Before I went to visit Carroll County in North Central Ohio for a weekend in July, its state in OSM was really poor. It consisted mostly of TIGER-imported ways that hadn’t been whose geometry hadn’t been changed since the original TIGER Import in 2008. In many cases, the roads’ geometry didn’t make up with reality. Some roads were 30 meters off of where they really are; small townships of 10-20 streets on the map were like jigsaw puzzle pieces that needed to be rotated; random roads were in the middle of grassy fields. One exception to it was Carrollton, the largest city in the county, which was improved very well OSM user Evan Edwards.

After that weekend, I corrected some road geometries and added a dozen or so POIs. and wondered how long it will take me to fix all of the roads in the county and what would it reveal about editing TIGER data.

Answer: a lot longer than I thought! (~30 hours over a couple months). Near the end, it honestly became a chore. But I want to see how it would like visually, I didn’t want to do that work for nothing…

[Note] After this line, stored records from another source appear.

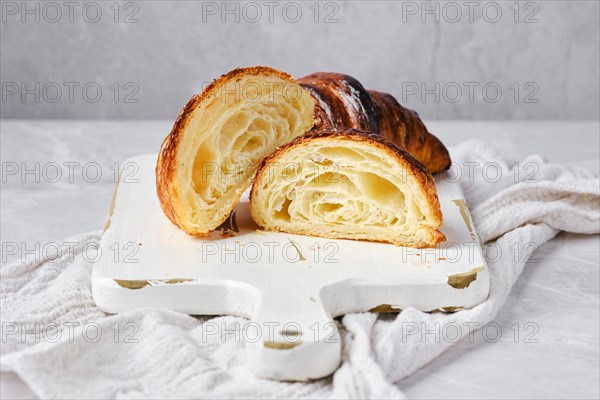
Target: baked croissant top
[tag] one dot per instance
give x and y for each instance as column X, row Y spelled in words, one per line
column 347, row 184
column 210, row 157
column 342, row 102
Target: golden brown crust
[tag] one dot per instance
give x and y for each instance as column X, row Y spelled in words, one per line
column 415, row 168
column 344, row 103
column 166, row 166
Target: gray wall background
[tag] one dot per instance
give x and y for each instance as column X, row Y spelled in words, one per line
column 544, row 58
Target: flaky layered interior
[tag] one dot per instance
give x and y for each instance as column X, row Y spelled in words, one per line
column 227, row 136
column 341, row 188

How I did it (very briefly): I was able to more quickly improve the ways by using where I’d copy the geometry from a TIGER2013 file; verify that the TIGER13 matches the aerial imagery better than the existing way.

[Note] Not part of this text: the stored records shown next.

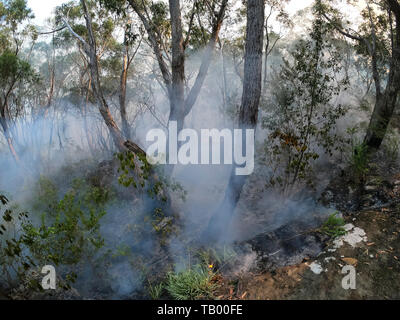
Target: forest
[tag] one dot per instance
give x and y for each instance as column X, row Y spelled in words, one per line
column 200, row 150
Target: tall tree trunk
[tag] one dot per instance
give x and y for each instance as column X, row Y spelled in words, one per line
column 177, row 99
column 386, row 102
column 247, row 117
column 122, row 96
column 90, row 49
column 6, row 131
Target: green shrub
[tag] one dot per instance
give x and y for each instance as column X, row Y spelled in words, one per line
column 155, row 291
column 191, row 284
column 333, row 226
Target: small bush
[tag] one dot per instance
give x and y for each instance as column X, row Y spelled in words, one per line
column 191, row 284
column 333, row 226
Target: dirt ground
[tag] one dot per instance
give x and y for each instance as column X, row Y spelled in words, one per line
column 371, row 245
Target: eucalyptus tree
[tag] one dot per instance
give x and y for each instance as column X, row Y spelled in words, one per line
column 248, row 113
column 171, row 34
column 95, row 40
column 378, row 38
column 15, row 72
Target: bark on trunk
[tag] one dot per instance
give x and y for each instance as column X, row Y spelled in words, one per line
column 247, row 117
column 177, row 100
column 385, row 102
column 122, row 96
column 6, row 131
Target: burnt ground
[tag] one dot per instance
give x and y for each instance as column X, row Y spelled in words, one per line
column 307, row 265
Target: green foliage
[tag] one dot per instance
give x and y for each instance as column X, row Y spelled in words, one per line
column 191, row 284
column 301, row 118
column 15, row 259
column 391, row 145
column 359, row 159
column 69, row 228
column 13, row 70
column 136, row 171
column 333, row 226
column 155, row 291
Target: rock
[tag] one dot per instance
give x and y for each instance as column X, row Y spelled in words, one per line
column 316, row 267
column 350, row 261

This a great strategy and I’d advise anyone who is interested in improving TIGER-imported ways in the future.

Watch a quick example of this workflow in the GIF.

GIF - editing osm with tiger2014 and josm

If you’re interested in a detailed workflow, skip to the end…

Visualization:

Here’s a first draft of the map;

  • http://skorasaurus.github.io/carroll.html

Now, I’m trying to visualize the improvements that I made by displaying the distance between 2 linestrings (before I edited with OSM data from spring 2014 - which a postgis table named old_line, and OSM data from Nov. 2014 which is a postgis table named new_line))

How I’m planning to do this.

A] select each point in the every linestring from old_line as oldpointdump

SELECT ST_DumpPoints(way) FROM old_line as oldpointdump

B] FOR each point in oldpointdump, find the closet linestring in new_line; measure this distance C] create a new column for this distance (as distfromtiger)

F] then in every line string in old_table between 2 points (let’s call these points J and K), add a column and assign that column a value that is (.5 * (distfromtiger for J) + (distfromtiger of K))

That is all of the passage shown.